Cubit, from the series Chromodynamics (2011)
John Wheeler (1911-2008) was a theoretical physicist who for most of his career worked at Princeton University. He collaborated with Niels Bohr and Albert Einstein. His graduate students included legendary figures Hugh Everett and Richard Feynman, amongst others. He personally coined the terms black hole, quantum foam, and wormhole.
In his recently published book, The Hidden Reality, Brian Green, a physics professor at Columbia University, describes a conversation that he had with John Wheeler in 1998: “I asked him what he thought the dominant theme in physics would be in the decades going forward…He put his head down, as if his aging frame had grown weary of supporting such a massive intellect. But now the length of his silence left me wondering, briefly,whether he didn’t want to answer or whether, perhaps, he had forgotten the question. He then slowly looked up and said a single word: Information.”

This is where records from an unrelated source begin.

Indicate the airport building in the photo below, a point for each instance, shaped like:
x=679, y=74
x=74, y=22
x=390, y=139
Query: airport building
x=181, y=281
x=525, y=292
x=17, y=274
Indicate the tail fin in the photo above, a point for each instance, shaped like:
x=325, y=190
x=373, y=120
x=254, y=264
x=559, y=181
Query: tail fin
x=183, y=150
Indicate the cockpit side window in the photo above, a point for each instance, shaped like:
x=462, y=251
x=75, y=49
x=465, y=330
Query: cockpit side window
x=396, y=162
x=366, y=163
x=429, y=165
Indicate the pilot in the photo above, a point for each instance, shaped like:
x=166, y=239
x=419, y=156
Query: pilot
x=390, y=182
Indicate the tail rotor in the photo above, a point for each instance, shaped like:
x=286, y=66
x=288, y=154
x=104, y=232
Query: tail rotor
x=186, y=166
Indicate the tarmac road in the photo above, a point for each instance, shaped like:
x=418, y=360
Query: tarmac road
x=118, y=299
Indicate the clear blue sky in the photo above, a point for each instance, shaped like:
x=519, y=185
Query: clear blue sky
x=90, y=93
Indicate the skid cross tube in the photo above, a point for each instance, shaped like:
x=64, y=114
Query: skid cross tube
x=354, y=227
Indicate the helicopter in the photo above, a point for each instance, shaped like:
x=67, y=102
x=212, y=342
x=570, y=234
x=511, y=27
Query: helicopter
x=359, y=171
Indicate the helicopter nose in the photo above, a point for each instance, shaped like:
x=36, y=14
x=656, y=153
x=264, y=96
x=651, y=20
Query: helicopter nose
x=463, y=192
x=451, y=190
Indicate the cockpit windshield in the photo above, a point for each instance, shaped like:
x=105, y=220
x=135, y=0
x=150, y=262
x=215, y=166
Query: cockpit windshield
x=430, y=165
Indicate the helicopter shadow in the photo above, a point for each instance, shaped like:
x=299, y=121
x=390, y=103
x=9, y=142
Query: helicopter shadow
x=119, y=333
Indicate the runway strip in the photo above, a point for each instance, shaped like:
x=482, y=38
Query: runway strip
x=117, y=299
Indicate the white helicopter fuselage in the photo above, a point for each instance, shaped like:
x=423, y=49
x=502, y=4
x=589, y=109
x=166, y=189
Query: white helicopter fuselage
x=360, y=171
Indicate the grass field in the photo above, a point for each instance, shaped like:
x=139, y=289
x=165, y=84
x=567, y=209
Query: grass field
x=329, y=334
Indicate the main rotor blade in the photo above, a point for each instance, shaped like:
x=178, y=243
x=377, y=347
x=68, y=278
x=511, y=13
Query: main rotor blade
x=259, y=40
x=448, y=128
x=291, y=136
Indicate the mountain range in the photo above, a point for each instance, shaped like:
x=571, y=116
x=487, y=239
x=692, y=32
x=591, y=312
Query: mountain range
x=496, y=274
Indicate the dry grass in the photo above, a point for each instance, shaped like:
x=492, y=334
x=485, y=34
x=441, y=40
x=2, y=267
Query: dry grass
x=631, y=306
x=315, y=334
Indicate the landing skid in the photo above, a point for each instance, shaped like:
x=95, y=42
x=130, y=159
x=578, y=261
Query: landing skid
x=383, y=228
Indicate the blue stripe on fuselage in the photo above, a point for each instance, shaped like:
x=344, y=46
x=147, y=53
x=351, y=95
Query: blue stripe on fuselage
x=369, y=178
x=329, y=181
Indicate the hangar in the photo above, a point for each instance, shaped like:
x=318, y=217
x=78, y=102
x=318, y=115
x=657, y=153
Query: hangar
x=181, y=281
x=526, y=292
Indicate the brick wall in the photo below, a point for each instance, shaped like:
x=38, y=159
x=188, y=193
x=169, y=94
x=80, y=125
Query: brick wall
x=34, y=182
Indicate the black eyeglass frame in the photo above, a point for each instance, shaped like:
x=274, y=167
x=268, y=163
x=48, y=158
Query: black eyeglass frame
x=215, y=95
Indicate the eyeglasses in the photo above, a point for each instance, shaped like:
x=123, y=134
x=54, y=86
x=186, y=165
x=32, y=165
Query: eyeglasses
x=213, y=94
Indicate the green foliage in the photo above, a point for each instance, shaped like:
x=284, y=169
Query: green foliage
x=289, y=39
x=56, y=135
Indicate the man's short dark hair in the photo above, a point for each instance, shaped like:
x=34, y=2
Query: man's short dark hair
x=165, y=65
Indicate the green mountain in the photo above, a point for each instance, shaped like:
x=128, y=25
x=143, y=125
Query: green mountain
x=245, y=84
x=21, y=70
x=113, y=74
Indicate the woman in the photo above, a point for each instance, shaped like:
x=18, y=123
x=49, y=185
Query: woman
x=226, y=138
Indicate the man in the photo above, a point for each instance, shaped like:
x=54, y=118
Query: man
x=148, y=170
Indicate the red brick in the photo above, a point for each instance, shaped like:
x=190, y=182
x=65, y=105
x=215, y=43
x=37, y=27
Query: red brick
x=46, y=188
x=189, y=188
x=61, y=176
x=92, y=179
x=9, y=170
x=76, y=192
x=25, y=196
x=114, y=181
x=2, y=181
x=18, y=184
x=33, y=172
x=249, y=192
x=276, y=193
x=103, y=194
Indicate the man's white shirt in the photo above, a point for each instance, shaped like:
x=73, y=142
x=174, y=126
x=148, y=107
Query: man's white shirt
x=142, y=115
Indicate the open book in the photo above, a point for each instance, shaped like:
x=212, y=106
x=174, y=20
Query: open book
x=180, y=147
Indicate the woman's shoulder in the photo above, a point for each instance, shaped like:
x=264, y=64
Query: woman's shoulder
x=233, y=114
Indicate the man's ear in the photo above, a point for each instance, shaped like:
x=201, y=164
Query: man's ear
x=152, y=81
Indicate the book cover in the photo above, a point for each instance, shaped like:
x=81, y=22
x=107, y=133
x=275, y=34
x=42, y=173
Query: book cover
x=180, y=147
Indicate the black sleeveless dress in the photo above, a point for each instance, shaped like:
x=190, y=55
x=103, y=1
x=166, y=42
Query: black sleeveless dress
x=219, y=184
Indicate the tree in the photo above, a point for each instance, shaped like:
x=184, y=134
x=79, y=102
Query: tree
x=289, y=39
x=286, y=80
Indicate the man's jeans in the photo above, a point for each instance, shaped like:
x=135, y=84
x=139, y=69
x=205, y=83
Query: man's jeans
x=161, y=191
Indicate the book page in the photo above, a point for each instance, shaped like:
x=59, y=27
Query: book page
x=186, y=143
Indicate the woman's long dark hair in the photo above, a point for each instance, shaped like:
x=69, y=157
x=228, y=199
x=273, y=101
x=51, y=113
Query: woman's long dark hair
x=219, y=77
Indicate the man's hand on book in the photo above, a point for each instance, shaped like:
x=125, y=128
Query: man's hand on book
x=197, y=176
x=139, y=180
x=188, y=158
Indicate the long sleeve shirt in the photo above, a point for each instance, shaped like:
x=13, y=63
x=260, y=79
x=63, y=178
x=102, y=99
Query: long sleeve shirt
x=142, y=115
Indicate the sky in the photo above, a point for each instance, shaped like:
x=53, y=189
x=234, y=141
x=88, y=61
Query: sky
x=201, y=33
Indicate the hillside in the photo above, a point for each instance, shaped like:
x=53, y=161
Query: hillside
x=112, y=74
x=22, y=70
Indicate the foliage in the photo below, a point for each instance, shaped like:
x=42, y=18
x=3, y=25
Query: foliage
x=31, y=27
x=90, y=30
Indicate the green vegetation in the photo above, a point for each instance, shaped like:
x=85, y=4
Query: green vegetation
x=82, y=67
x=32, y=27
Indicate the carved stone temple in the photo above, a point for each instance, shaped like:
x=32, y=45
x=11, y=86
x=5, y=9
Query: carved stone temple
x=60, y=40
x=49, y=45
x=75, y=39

Wheeler was suggesting that the things we experience continuously, matter and radiation, are secondary manifestations of a more abstract and fundamental entity: information. Wheeler was not suggesting that matter and radiation are illusory, rather that they are material manifestations of something more basic. (Parallels with Plato’s teachings are stunning!)
With Peter Gray, early next year, we will be having a large installation of site-specific art works, at the Lubeznik Center for the Arts, in Michigan City, Indiana. Appropriately, the title of the exhibit will be: Informatika.
In many European languages informatika means informatics, which in turn means information science.